BERLIN - Para peneliti memiliki pemahaman lebih baik tentang bagaimana munculnya skizofrenia secara biologis akibat mutasi gen. Sebelumnya, para peneliti lebih terfokus pada apa yag disebut faktor lingkungan, seperti kekurangan nutrisi saat dalam kandungan atau apakah mereka mengonsumsi narkoba.

Stephan Ripke, peneliti di rumah sakit Charite di Berlin dan penulis laporan ilmiah yang dipublikasikan jurnal Nature, Rabu (6/4), mengatakan tim peneliti berhasil membuat temuan yang akan jadi acuan baru dalam pemahaman biologi dari skizofrenia.

Tim peneliti Ripke dan sebuah tim penelitian internasional lainnya melaporkan berhasil menemukan paling tidak 10 mutasi genetika yang memberi pengaruh sangat kuat bagi kemungkinan seseorang mengembangkan penyakit ini. Selain itu, ada 120 mutasi genetika lain yang diduga atau dapat memainkan peranan.

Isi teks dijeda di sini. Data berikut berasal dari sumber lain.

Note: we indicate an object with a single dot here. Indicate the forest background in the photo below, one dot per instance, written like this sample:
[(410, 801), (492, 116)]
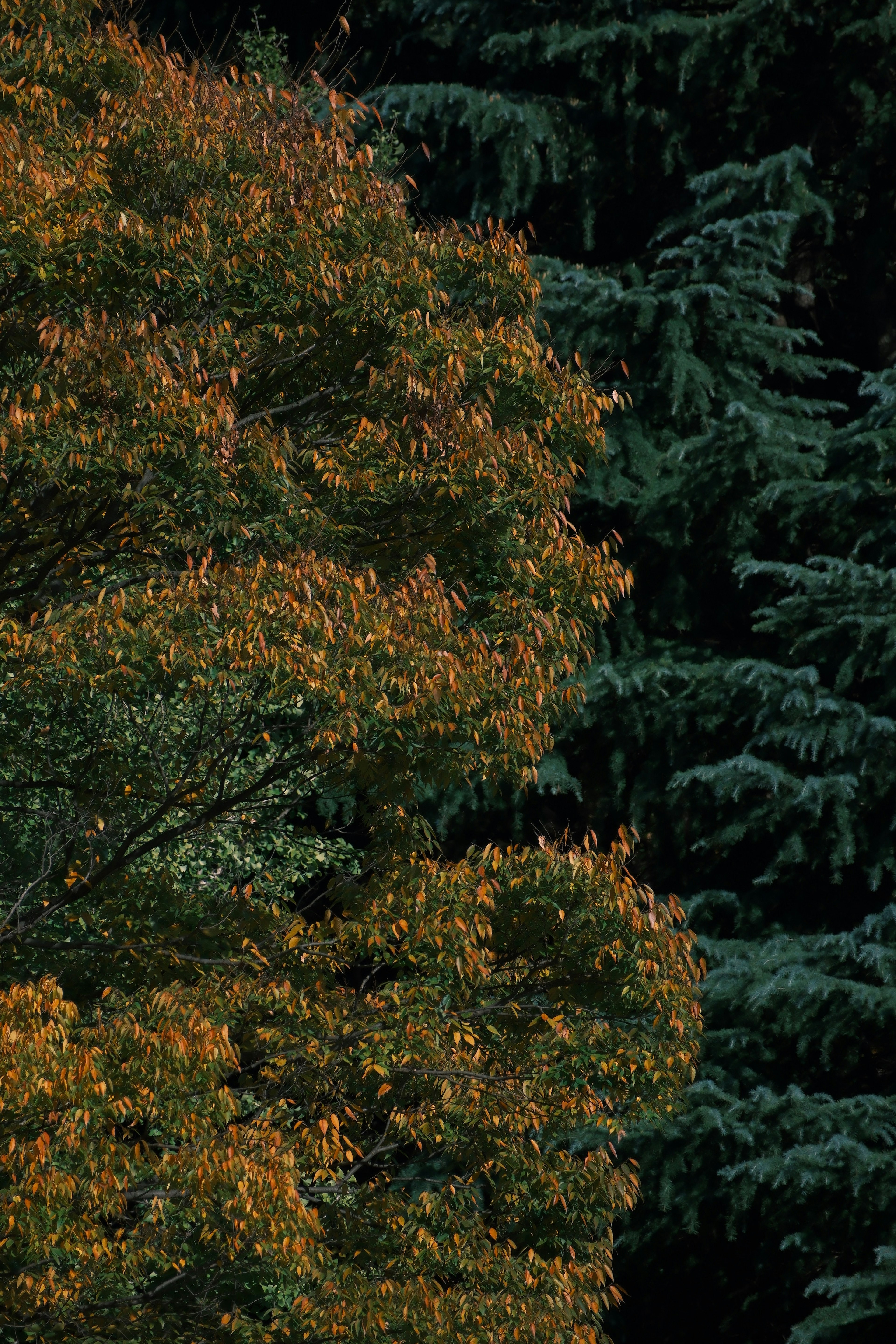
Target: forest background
[(713, 189)]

Ripke mengatakan penemuan mutasi gen itu tidak serta merta membuat diagnosis pasien skizofrenia menjadi lebih mudah atau lebih dini. Tapi, temuan ini bisa membantu para ilmuwan memperkirakan risiko seseorang terhadap skizofrenia, serta membantu meningkatkan terapi dengan obat-obatan untuk penyakit psikis.

Para ilmuwan mengakui pengetahuan tentang skizofrenia sejak beberapa dekade ibarat macet dalam kotak hitam. Para pakar medis mengatakan hingga saat ini mereka tidak mengetahui persis apa yang terjadi di dalam otak penderita.

Yang diketahui, skizofrenia adalah kondisi gangguan mental serius, dengan karakter khas halusinasi, yakni periode psikosis di mana persepsi dan pikiran terganggu serta tercerabut dari realita. WHO menaksir pervalensi skizofrenia global cukup tinggi, yakni satu dari 300 orang atau 0,3 persen populasi. "Pengetahuan kita terkait skizofrenia sejauh ini nyaris nol," kata Ripke.

Meringankan Efek

Memang selama ini sudah ada obat-obatan untuk skizofrenia, tapi tidak untuk memerangi akar permasalahannya. Obatnya lebih banyak untuk meringankan efek dari penyakitnya. "Obat yang ada di pasaran saat ini, berbasis pada hasil riset tahun 1950-an," kata peneliti dari Berlin itu.

Chlorpromazine, misalnya, pada awalnya dikembangkan sebagai obat anestesi. Namun, secara kebetulan para dokter mengamati obat ini bisa membantu mencegah halusinasi pada pasien dengan gangguan psikis.